= Nat LaCour =

American labor union leader and teacher

Nat LaCour (February 11, 1938 - October 10, 2020) was an American labor union leader and teacher. From 1971 to 1998, he was president of United Teachers of New Orleans (UTNO), American Federation of Teachers Local 527, the longest serving president in the local's history. Under his leadership, UTNO became the largest teachers union in the Deep South, eventually representing more than 7000 teachers, paraprofessionals, school secretaries, and administrative clericals.

Originally a school teacher with the New Orleans public schools, he signed up as a member of AFT Local 527 on his first day of teaching in 1961. In the middle of the decade, seeing how some of his fellow teachers were mistreated, he became more of an activist. In 1969, he was elected vice-president of the local, and in 1971, he was elected president. In 1972 he engineered along with Cheryl Epling, president of the rival and mostly White Orleans Educators' Association (OEA) and Bob Crowley, the Executive Director of the NEA affiliate in New Orleans, a merger with the National Education Association local to form United Teachers of New Orleans (UTNO). In 1974, UTNO became the first teachers' union in the Deep South to win a contract without the protection of a state public employee collective bargaining law.

LaCour was elected a vice president of the AFT, and in 1998 was elected to the newly formed position of executive vice president of the union. In 2004, LaCour was elected secretary-treasurer of the union after the retirement of AFT president Sandra Feldman and the election of secretary-treasurer Edward J. McElroy as president.

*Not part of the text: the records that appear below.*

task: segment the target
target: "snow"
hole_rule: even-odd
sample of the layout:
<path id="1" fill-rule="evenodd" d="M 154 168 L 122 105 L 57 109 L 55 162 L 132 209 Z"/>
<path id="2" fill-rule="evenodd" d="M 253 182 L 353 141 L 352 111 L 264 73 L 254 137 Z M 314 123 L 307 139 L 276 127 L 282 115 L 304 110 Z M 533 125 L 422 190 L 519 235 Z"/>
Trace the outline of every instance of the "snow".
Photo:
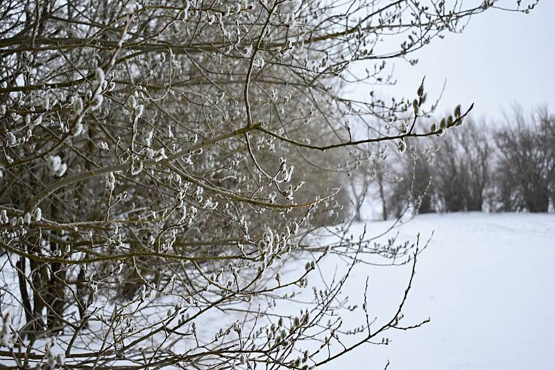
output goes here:
<path id="1" fill-rule="evenodd" d="M 367 227 L 372 234 L 391 223 Z M 356 236 L 362 228 L 356 224 L 352 231 Z M 416 240 L 420 232 L 421 241 L 432 231 L 402 323 L 432 321 L 413 330 L 389 331 L 388 346 L 365 344 L 321 369 L 383 369 L 388 360 L 388 369 L 553 369 L 555 215 L 425 215 L 396 229 L 401 239 Z M 327 261 L 325 270 L 332 265 Z M 370 315 L 385 322 L 398 307 L 410 269 L 359 265 L 345 292 L 361 306 L 369 276 Z M 345 327 L 363 324 L 363 313 L 358 309 L 345 316 Z"/>

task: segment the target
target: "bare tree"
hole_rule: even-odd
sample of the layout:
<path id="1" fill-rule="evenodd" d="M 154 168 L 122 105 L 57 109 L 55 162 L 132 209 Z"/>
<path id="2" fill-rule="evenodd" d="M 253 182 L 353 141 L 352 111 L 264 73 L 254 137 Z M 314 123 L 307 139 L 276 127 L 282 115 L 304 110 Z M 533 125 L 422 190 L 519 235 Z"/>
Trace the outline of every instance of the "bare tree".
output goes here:
<path id="1" fill-rule="evenodd" d="M 434 183 L 443 210 L 481 211 L 490 181 L 488 131 L 468 121 L 443 137 L 434 164 Z"/>
<path id="2" fill-rule="evenodd" d="M 423 85 L 392 103 L 342 87 L 362 61 L 362 80 L 387 82 L 386 60 L 416 62 L 495 4 L 0 3 L 2 366 L 305 369 L 407 328 L 408 289 L 383 326 L 336 349 L 352 265 L 416 251 L 314 231 L 343 218 L 336 188 L 368 159 L 357 146 L 438 132 L 416 125 Z M 349 120 L 372 134 L 354 139 Z M 300 313 L 274 312 L 328 252 L 345 275 Z"/>
<path id="3" fill-rule="evenodd" d="M 511 119 L 496 133 L 496 182 L 502 210 L 549 210 L 555 172 L 554 127 L 555 118 L 547 109 L 525 117 L 515 108 Z"/>

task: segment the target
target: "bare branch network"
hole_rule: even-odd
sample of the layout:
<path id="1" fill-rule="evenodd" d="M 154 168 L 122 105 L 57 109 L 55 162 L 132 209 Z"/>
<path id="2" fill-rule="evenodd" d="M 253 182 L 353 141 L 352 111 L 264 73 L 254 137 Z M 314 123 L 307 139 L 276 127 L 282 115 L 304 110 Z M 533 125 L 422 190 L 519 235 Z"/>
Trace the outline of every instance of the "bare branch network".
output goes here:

The same year, he was elected to the executive council of the AFL-CIO.

LaCour is a founding member of the National Board for Professional Teaching Standards, and serves on the board of directors of the Albert Shanker Institute, National Democratic Institute, the A. Philip Randolph Institute and the Coalition of Black Trade Unionists.

On February 11, 2008, LaCour announced he would retire as Secretary-Treasurer of the AFT at its regularly scheduled biennial convention in Chicago in July 2008.